Adriano Fegic

Personal information
- Date of birth: 16 September 1956 (age 68)
- Place of birth: Postojna, PR Slovenia, FPR Yugoslavia
- Height: 1.82 m (6 ft 0 in)
- Position(s): Striker

Senior career*
- Years: Team / Apps / (Gls)
- –1977: Primorje
- 1977–1985: Rijeka / 160 / (36)
- 1985–1986: Nancy / 35 / (8)
- 1986–1987: Limoges / 33 / (13)
- 1987–1989: Dunkerque / 61 / (25)
- 1989–19??: Valence
- 1993–1996: Primorje / 72 / (14)

Managerial career
- Primorje

= Adriano Fegic =

Slovenian footballer

Adriano Fegic (born 16 September 1956) is a Slovenian retired footballer who played as a striker.

==Club career==
Fegic played for HNK Rijeka in the Yugoslav First League from 1977 to 1985. In 1984–85, he was the club's top scorer.

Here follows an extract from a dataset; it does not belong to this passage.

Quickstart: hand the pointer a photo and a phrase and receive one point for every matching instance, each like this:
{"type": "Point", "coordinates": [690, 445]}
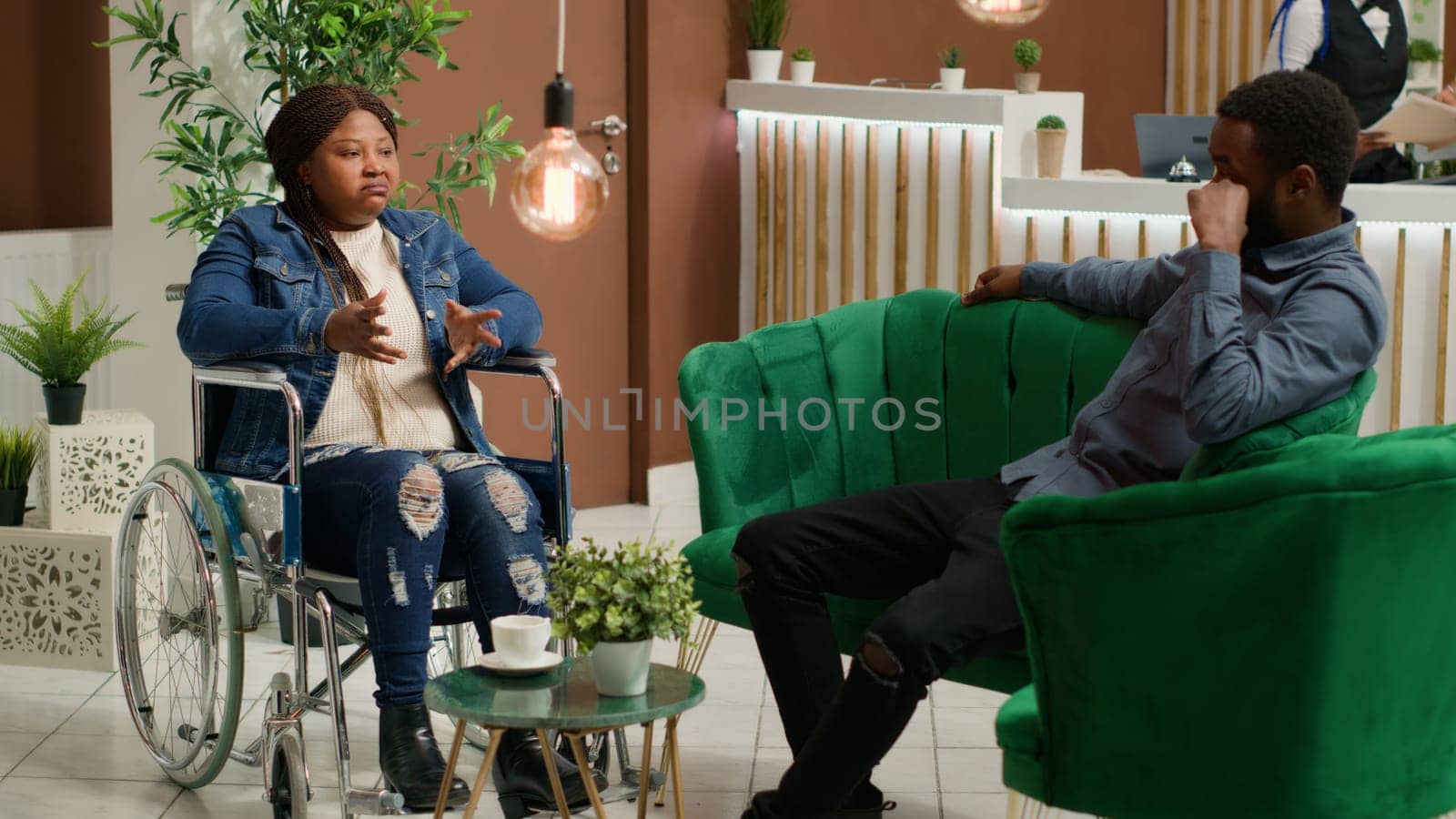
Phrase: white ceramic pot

He scored four goals in the 1984–85 UEFA Cup, including a brace against both Real Valladolid and Real Madrid.

== Honours ==
- Rijeka
- Yugoslav Cup
  - Winner (2): 1978, 1979
- Balkans Cup
  - Winner (1): 1978
  - Runner-up (1): 1979

- Primorje
- Slovenian Cup
  - Runner-up (1): 1995-96

==Club statistics==
Rijeka only.

| Club | Season | League |  |  | Cup |  | Europe |  | Total |  |
| Division | Apps | Goals | Apps | Goals | Apps | Goals | Apps | Goals |
| Rijeka | 1977–78 | Yugoslav First League | 2 | 1 | – |  | – |  | 2 | 1 |
| 1978–79 | 26 | 2 | 2 | 0 | 3 | 0 | 31 | 2 |
| 1979–80 | 11 | 1 | – |  | 1 | 0 | 31 | 2 |
| 1980–81 | 32 | 2 | 1 | 2 | – |  | 33 | 4 |
| 1981–82 | 32 | 7 | 2 | 0 | – |  | 34 | 7 |
| 1982–83 | 15 | 3 | 2 | 0 | – |  | 17 | 3 |
| 1983–84 | 18 | 9 | 1 | 0 | – |  | 19 | 9 |
| 1984–85 | 24 | 11 | 2 | 0 | 4 | 4 | 30 | 15 |
| Rijeka total |  |  | 160 | 36 | 10 | 2 | 8 | 4 | 178 | 42 |

==Personal life==
His daughter Nuša is a handball player.